Unnamed: 0,date,region,avg_value,zipcode,city
0,2014-02-28,75201; TX; Dallas-Fort Worth-Arlington; Dallas...,1727,75201,Dallas
1,2014-05-31,75201; TX; Dallas-Fort Worth-Arlington; Dallas...,2013,75201,Dallas
2,2014-08-31,75201; TX; Dallas-Fort Worth-Arlington; Dallas...,1902,75201,Dallas
3,2014-09-30,75201; TX; Dallas-Fort Worth-Arlington; Dallas...,1907,75201,Dallas
4,2014-10-31,75201; TX; Dallas-Fort Worth-Arlington; Dallas...,1873,75201,Dallas


In [30]:
#Read in the salary data from the IRS csv
salary_df = pd.read_csv("../data/clean_data/cnc_sal_data.csv", infer_datetime_format= True, parse_dates= True)
salary_df["Avg_AGI"] = salary_df["AGI"] / salary_df["NO. OF RETURNS"] * 1000
salary_df = salary_df.dropna()
salary_df.head()

Unnamed: 0,YEAR,ZIP CODE,NO. OF RETURNS,AGI,Avg_AGI
0,2007,73301,1798,7230,4021.134594
1,2007,73949,43,1915,44534.883721
2,2007,75001,7128,693056,97230.078563
3,2007,75002,26669,2002247,75077.693202
4,2007,75006,21953,1053748,48000.182207


In [31]:
#Clean up the salary Dataframe because we no longer need a couple of columns
salary_df = salary_df.drop(columns=["AGI","NO. OF RETURNS"])
salary_df.head()

Unnamed: 0,YEAR,ZIP CODE,Avg_AGI
0,2007,73301,4021.134594
1,2007,73949,44534.883721
2,2007,75001,97230.078563
3,2007,75002,75077.693202
4,2007,75006,48000.182207


In [32]:
#Clean up the Zillow CSV to Group By Year to get average house value by zip code by year, then rename the columns to match the salary data
zrental_year_df = zrental_df.groupby(["zipcode","city",zrental_df["date"].dt.year]).mean()
zrental_year_df = zrental_year_df.reset_index()
zrental_year_df = zrental_year_df.rename(columns={"date" : "YEAR", "zipcode" : "ZIP CODE", "city":"CITY"})
zrental_year_df.head()

Unnamed: 0,ZIP CODE,CITY,YEAR,avg_value
0,75201,Dallas,2014,1886.166667
1,75201,Dallas,2015,1914.333333
2,75201,Dallas,2016,1919.454545
3,75201,Dallas,2017,1889.833333
4,75201,Dallas,2018,1884.583333


In [33]:
#Merge the Zillow data and the IRS data by year and zip code, then create a column for Opportunity Ratio
combined_df = pd.merge(zrental_year_df, salary_df, on=['YEAR', 'ZIP CODE'])
combined_df["OP_RATIO"] = combined_df['Avg_AGI'] / combined_df["avg_value"]
combined_df.head()

Unnamed: 0,ZIP CODE,CITY,YEAR,avg_value,Avg_AGI,OP_RATIO
0,75201,Dallas,2014,1886.166667,271637.992376,144.015901
1,75201,Dallas,2015,1914.333333,299883.371824,156.651596
2,75201,Dallas,2016,1919.454545,254543.944266,132.612645
3,75201,Dallas,2017,1889.833333,413424.3,218.762307
4,75201,Dallas,2018,1884.583333,289949.903475,153.853586


In [34]:
#Import the TX zipcode GeoGSON file
with open('../data/tx_texas_zip_codes_geo.min.json') as f:
    tx_zip = json.load(f)

In [20]:
for year in range(2014,2019):
    houston_df = combined_df[(combined_df["CITY"] == "Houston") & (combined_df["YEAR"]==year)]
    austin_df = combined_df[(combined_df["CITY"] == "Austin") & (combined_df["YEAR"]==year)]
    sa_df = combined_df[(combined_df["CITY"] == "San Antonio") & (combined_df["YEAR"]==year)]
    dfw_df = combined_df[((combined_df["CITY"] == "Dallas") | (combined_df["CITY"] == "Fort Worth")) & (combined_df["YEAR"]==year)]
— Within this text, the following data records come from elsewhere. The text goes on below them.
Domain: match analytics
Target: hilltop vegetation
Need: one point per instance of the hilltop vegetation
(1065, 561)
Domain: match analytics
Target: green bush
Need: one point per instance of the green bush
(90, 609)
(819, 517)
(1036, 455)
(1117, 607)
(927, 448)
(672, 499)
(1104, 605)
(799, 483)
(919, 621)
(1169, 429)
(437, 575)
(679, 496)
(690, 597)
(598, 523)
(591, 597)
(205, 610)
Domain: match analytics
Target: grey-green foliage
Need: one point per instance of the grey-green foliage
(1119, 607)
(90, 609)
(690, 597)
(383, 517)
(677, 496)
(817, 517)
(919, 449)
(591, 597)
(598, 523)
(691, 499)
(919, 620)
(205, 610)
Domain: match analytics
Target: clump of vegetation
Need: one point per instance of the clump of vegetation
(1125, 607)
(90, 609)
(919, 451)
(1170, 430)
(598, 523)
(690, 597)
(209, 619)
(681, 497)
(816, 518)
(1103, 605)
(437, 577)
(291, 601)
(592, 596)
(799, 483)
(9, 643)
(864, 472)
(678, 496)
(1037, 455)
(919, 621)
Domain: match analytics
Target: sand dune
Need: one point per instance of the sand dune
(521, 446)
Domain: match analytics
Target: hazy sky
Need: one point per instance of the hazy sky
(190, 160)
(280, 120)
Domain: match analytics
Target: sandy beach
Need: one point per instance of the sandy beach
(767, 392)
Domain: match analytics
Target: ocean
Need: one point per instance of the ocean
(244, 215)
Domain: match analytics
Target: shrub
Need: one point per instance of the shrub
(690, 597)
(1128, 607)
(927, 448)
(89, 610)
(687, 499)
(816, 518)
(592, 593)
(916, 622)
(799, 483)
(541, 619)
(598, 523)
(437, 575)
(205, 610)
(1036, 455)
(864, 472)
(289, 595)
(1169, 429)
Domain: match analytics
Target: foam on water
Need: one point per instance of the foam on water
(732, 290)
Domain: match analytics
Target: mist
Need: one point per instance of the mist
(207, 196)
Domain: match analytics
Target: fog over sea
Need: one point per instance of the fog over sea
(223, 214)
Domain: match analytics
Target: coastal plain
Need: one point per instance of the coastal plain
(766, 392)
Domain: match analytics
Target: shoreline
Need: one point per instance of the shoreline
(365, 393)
    houston_fig = px.choropleth(houston_df, geojson=tx_zip, locations='ZIP CODE', color='OP_RATIO',
                    featureidkey="properties.ZCTA5CE10",
                    color_continuous_scale="Viridis",
                    range_color=(0.3,0.9),
                    scope="usa",
                    labels={'OP_RATIO':'Opportunity Ratio'},
                    title = f"Opportunity Ratio for Houston in {year} Using Rental Data"
                    )
    houston_fig.update_geos(fitbounds="locations", visible=False)
    type(houston_fig) # prevents fig from printing to notebook and blowing up notebook size
    houston_fig.write_image(f"images/rental_rsna/houston_{year}.png", engine="kaleido")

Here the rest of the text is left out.